With the exhibition starting the following day, I decided I didn’t want to let all the hard work of making the eyelids go entirely to waste. To still imbue wood-e with a sense of life and purpose, I wrote wood-e a blinking function with random open-eyes-intervals and a quick 250ms closed-eyes-interval.
In order for wood-e to stay relatively in tune with interchangable sound thresholds, Demi and Marcelo Luft suggested writing an auto calibration function for when wood-e is restarted. This seemed like a clever thing to do so I wrote it in a way so when wood-e was turned on, for the first 3 seconds he would shut his eyes, add up a sum of measured sound on his left and right and finally find the average within that timeframe. That way if he had been switched on for a while within a relatively empty room, if all of a sudden the room got filled with people I could pull his plug for a quick second and plug him back in, making him listen for his new surroundings.

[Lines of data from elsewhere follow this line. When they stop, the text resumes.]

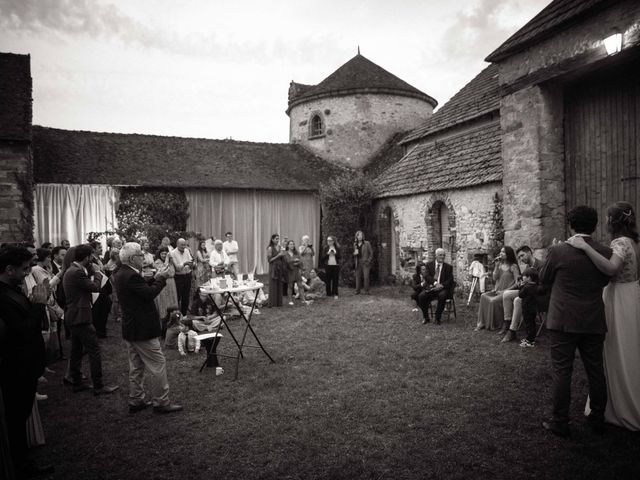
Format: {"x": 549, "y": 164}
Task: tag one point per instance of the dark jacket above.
{"x": 140, "y": 318}
{"x": 78, "y": 288}
{"x": 365, "y": 254}
{"x": 22, "y": 351}
{"x": 446, "y": 276}
{"x": 324, "y": 257}
{"x": 576, "y": 285}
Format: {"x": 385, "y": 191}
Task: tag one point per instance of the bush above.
{"x": 347, "y": 206}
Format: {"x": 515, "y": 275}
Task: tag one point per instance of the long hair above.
{"x": 335, "y": 241}
{"x": 511, "y": 256}
{"x": 621, "y": 221}
{"x": 271, "y": 242}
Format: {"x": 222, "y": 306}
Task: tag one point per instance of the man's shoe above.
{"x": 106, "y": 389}
{"x": 167, "y": 408}
{"x": 510, "y": 336}
{"x": 81, "y": 387}
{"x": 505, "y": 328}
{"x": 560, "y": 430}
{"x": 138, "y": 407}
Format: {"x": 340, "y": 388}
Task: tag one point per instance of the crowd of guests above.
{"x": 54, "y": 295}
{"x": 590, "y": 296}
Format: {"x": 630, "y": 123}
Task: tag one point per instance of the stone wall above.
{"x": 356, "y": 126}
{"x": 533, "y": 160}
{"x": 470, "y": 228}
{"x": 531, "y": 113}
{"x": 16, "y": 192}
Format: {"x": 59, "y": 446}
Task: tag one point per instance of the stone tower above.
{"x": 353, "y": 112}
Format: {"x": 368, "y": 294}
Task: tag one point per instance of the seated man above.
{"x": 511, "y": 303}
{"x": 439, "y": 283}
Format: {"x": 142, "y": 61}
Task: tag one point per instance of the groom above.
{"x": 576, "y": 320}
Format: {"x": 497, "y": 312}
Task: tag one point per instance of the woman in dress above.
{"x": 306, "y": 255}
{"x": 505, "y": 276}
{"x": 168, "y": 297}
{"x": 203, "y": 269}
{"x": 330, "y": 260}
{"x": 622, "y": 310}
{"x": 294, "y": 269}
{"x": 362, "y": 255}
{"x": 276, "y": 270}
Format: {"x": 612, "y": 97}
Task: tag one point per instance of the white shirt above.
{"x": 193, "y": 345}
{"x": 231, "y": 249}
{"x": 179, "y": 260}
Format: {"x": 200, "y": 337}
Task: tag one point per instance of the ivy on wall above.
{"x": 497, "y": 226}
{"x": 347, "y": 206}
{"x": 152, "y": 213}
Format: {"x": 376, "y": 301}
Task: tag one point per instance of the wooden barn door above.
{"x": 602, "y": 136}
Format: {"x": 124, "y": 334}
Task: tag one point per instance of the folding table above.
{"x": 211, "y": 290}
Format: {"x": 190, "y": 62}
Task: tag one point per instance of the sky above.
{"x": 222, "y": 68}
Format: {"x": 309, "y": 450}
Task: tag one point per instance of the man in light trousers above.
{"x": 141, "y": 331}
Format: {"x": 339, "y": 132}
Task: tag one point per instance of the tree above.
{"x": 347, "y": 206}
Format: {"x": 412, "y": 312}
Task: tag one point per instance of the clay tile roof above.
{"x": 557, "y": 15}
{"x": 478, "y": 97}
{"x": 15, "y": 97}
{"x": 67, "y": 156}
{"x": 358, "y": 75}
{"x": 468, "y": 159}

Fine-tuning the calibration and testing the blinking with the sound localization in the space the day before and on the day of the exhibition proved to be really helpful in getting the feeling that I wanted.
At the exhibition wood-e had people trying to grab his attention by either trying to wave at him, poke him in they eyes, touch him or, the fewest of times, speak to him.
Twitching left and right trying to pick out the loudest noise at each giving time, perhaps it was because wood-e himself didn’t effectively enough give the impression of what guests should or shouldn’t do with him. Maybe it was because he was clean and proper in a clean and proper gallery space where Fusun’s enticing wire-netted legs contrasted beautifully with the space, drawing people in with ease.
Tending to be my own worst critic most of the time, and despite things didn’t go quite as planned, I really am content though with how wood-e turned out and how he came to be.
The public can prove to be one of the most difficult demographics to do projects for and one can rarely plan the appropriate steps all the way through. Assumptions – conception-, function-, fabrication- and coding-wise – are pitfalls that a strong sense of perseverance and test-attitude is needed to avoid throughout the process.